Temat: Re: kruszczyki Epipactis - OT
Od: Marta Góra <m...@h...pl> szukaj wiadomości tego autora

Dnia Thu, 19 Jul 2007 10:02:34 +0200, Katarzyna Tkaczyk napisał(a):

> Użytkownik "Marta Góra" <m...@h...pl> napisał w wiadomości
> news:aal20u69p224.1byftzzirkwx4$.dlg@40tude.net...
>
>>>
>> powinny mnie nawrócić na jedynie
>> słuszną, kruszczykową drogę.
>
> Nikt nie chce ciebie nawraca na kruszczykową droge.
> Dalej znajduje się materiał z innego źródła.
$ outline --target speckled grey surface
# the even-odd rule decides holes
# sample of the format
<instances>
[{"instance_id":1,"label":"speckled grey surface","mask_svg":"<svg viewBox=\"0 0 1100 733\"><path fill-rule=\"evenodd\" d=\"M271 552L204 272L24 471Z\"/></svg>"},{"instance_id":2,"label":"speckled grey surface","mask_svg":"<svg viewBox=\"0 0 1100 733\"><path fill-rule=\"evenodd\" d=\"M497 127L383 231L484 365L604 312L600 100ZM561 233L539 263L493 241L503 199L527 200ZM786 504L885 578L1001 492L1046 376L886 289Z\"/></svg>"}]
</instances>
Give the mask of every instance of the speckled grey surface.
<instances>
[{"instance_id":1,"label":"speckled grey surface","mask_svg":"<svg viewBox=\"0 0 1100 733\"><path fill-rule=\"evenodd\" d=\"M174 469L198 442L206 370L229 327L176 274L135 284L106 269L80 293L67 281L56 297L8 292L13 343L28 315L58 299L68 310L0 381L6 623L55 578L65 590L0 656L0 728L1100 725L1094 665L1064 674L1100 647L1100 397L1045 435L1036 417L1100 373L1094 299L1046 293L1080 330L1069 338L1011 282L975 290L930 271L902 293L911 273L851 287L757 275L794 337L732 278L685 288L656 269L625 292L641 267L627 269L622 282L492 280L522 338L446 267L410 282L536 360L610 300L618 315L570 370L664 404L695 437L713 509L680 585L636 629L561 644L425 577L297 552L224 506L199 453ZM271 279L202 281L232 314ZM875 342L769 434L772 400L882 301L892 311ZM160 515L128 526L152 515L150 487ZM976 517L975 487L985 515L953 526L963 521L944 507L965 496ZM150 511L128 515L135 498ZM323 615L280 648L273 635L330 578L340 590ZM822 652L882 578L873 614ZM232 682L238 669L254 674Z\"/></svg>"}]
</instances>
Jesli Ewa zakłada wątek
> o kruszczykach, to nie rozumiem po co wywołujesz dyskusję na temat wyższosci
> odkurzacza nad szafą (bo tak się mają kruszczyki do języczek). Jeśli nie
> znasz/nie lubisz/nie uprawiasz/nie interesują cię to zwyczajnie nie zabieraj
> głosu. Idąc za ciosem, gdyby pod każdym pytaniem o jakąś roślinkę, każdy
> grupowicz napsiałby, że woli uprawiać coś innego, to wątki wyglądalyby
> delikatnie mówiąc idiotycznie.
>

Nie lubię też krwiście czerwonych róż i róż wielkokwiatowych, nie podobają
mi się, nie uprawiam i niezbyt mnie interesują, czesto o tym piszę w
wątkach różanych, dokładnie w ten sam sposób prosty i czytelny sposób -
podmiot i orzeczenie, ale jakoś do tej pory Cię to nie oburzało? Dlaczego?
Wyjaśnij mi tę różnicę... A może brak zachwytu na widok kruszczyka jest
passe? A nazywanie pięknych (dla mnie) i ogólnie dostępnych języczek
"żółtym wiechciem" trendy?

>>> Ale czy jest coś złego w tym, że tak jest, lub w tym, że o
>>> tym piszę?
>>
>
> No i ja w ogóle nie pojmuję twojego oburzenia. Jeśli wywołujesz dyskusje
> celowo urażając innych, to powinnaś liczyc się z ich reakcją. Inteligentna
> jesteś, elowentna rownież, wiedzę masz ale empatii ci brak niestety.
>>
>

Nie oburzenie lecz zdziwienie bo moim przekonaniu nikogo nie urażałam a na
pewno nie celowo. Pisałam jasno i zrozumiale o SWOIM ogrodzie i o tym co w
nim mi się może podobac a co nie. Mam wrażenie, że czytasz nie to co jest
napisane ale to co chcesz przeczytać.
Do listy moich wad i zalet spokojnie możesz dopisać starczą złośliwość,
wrodzoną niechęć do klakierstwa i hipokryzji oraz całkiem niezłą pamięć.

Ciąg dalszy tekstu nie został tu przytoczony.